Carnabys Black-Cockatoo Calyptorhynchus latirostris

Length 54–56 cm; wingspan c. 110 cm; weight c. 650 g.

Often recorded in flocks of three or four, and occasionally in large flocks of up to hundreds during non-breeding season, the gregarious Carnaby’s Black-Cockatoo is active, noisy and occasionally conspicuous, though adults are usually quiet when feeding. The species mainly eats seeds and usually forages in trees (especially large-fruiting eucalypts or exotic pines) or shrubs (particularly proteaceous ones, such as Banksia, Dryandra, Grevillea, Hakea, as well as the introduced wild geranium Erodium), though they may feed on the ground on fallen fruit and seeds. Their usual flight is buoyant and majestic, with slow, deep and powerful wing-beats interspersed with lazy drifting glides, though, when disturbed in the forest, the flight is quick and agile, with birds twisting and turning between the trees.

HABITAT
Carnaby’s Black-Cockatoos usually breed in uncleared or remnant eucalypt woodlands, especially those dominated by Salmon Gum Eucalyptus salmonophloia or Wandoo E. wandoo, and also occasionally Tuart E. gomphocephala, and it may occasionally breed in Jarrah E. marginata–Marri Corymbia calophylla forests. It requires trees that are old enough to have developed large hollows that are suitable for nesting. During the non-breeding season, many Carnaby’s Black-Cockatoos occur in proteaceous shrubland or kwongan heathland dominated by hakeas, dryandras, banksias and grevilleas, and the species is also often recorded in plantations of exotic pines outside the breeding season.

DISTRIBUTION
Endemic to south-western Western Australia, especially the Wheatbelt region.

STATUS
  • Rare in Western Australia
  • Endangered in EPBC Act
THREATS
The species is threatened by loss, fragmentation and degradation of its feeding and breeding habitats through clearance for agriculture.
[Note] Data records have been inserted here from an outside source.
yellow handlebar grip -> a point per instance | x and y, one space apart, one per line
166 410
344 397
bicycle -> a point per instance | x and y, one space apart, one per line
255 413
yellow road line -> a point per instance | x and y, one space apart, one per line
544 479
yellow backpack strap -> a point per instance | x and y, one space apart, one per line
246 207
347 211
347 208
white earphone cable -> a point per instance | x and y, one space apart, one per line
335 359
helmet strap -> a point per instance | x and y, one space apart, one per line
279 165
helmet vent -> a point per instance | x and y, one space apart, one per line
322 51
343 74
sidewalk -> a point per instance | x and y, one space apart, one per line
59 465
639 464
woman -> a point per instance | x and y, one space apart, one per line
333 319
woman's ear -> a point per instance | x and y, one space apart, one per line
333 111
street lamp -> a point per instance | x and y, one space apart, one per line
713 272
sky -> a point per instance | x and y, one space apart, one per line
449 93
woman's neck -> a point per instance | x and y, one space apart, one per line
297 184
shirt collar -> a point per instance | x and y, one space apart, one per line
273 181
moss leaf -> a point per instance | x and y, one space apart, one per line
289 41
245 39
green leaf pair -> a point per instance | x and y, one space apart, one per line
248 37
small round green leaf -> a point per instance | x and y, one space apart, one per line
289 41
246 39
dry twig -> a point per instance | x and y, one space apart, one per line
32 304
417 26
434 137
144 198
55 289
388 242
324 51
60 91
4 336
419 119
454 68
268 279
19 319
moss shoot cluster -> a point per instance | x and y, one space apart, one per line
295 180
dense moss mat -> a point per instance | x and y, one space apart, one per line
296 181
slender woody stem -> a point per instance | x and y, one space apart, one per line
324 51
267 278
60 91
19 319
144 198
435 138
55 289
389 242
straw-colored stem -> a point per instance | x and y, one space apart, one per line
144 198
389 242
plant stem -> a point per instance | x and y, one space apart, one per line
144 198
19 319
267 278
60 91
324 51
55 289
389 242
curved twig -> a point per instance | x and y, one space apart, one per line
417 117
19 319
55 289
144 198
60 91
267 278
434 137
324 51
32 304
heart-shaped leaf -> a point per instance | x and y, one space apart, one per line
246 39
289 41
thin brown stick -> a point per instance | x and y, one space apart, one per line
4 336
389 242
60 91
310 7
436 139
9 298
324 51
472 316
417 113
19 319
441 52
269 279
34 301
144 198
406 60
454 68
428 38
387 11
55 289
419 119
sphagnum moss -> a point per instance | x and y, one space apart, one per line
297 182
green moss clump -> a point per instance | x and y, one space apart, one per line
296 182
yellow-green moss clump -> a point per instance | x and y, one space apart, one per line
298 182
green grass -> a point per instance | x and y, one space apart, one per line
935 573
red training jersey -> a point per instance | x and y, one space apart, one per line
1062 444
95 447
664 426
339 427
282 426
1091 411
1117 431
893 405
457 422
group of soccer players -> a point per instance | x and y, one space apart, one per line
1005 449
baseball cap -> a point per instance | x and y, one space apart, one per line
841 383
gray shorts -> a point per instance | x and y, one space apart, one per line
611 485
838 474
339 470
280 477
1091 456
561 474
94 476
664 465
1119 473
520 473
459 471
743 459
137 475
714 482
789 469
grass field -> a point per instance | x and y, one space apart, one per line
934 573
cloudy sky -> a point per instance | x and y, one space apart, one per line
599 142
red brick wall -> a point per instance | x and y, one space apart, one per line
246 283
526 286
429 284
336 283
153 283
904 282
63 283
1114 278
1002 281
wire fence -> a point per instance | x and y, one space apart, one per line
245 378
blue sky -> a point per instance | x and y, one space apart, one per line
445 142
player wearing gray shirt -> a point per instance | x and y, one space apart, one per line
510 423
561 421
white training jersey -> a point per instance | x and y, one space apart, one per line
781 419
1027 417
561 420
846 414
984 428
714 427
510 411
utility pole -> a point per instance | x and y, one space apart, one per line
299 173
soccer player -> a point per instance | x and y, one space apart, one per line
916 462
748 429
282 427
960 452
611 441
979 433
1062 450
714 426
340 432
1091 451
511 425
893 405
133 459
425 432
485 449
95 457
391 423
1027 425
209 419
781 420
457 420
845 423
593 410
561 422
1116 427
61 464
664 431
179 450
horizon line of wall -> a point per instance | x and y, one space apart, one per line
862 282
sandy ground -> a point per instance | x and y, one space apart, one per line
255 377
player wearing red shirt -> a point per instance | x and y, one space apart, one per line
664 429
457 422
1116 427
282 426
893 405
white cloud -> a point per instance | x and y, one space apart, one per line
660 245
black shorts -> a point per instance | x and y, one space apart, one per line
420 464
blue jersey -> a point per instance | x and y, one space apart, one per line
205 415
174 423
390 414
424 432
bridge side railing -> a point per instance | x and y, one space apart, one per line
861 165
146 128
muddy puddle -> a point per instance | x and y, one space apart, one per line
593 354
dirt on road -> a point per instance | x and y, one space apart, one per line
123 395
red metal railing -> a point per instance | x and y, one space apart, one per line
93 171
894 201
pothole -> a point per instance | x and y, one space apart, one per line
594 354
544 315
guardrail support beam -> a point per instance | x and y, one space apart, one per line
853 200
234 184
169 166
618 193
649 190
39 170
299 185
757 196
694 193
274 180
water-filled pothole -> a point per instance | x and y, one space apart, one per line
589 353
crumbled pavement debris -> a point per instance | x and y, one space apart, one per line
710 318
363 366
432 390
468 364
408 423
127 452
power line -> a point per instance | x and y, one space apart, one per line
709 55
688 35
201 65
This is exacerbated by a lack of regeneration because of grazing by sheep and other livestock, as well as rabbits. In addition, the loss of old, hollow-bearing trees that are suitable as breeding sites is a concern. The maturation of plantations of exotic pines, which provide a valuable food source during the non-breeding period, they are due to be harvested, thus leaving a possible food shortage.

MOVEMENTS
Carnaby's Black-Cockatoo is partly resident and partly migratory: it is resident in high-rainfall areas that retain much native vegetation; and a breeding visitor to drier regions or where most native vegetation has been cleared. Populations that breed in drier regions arrive there in late winter and spring, and once summer breeding is complete, they form flocks which move into areas of higher rainfall, especially coastal and near-coastal areas. Others vacate breeding sites after breeding has finished, dispersing into surrounding areas, where they wander locally between January and July.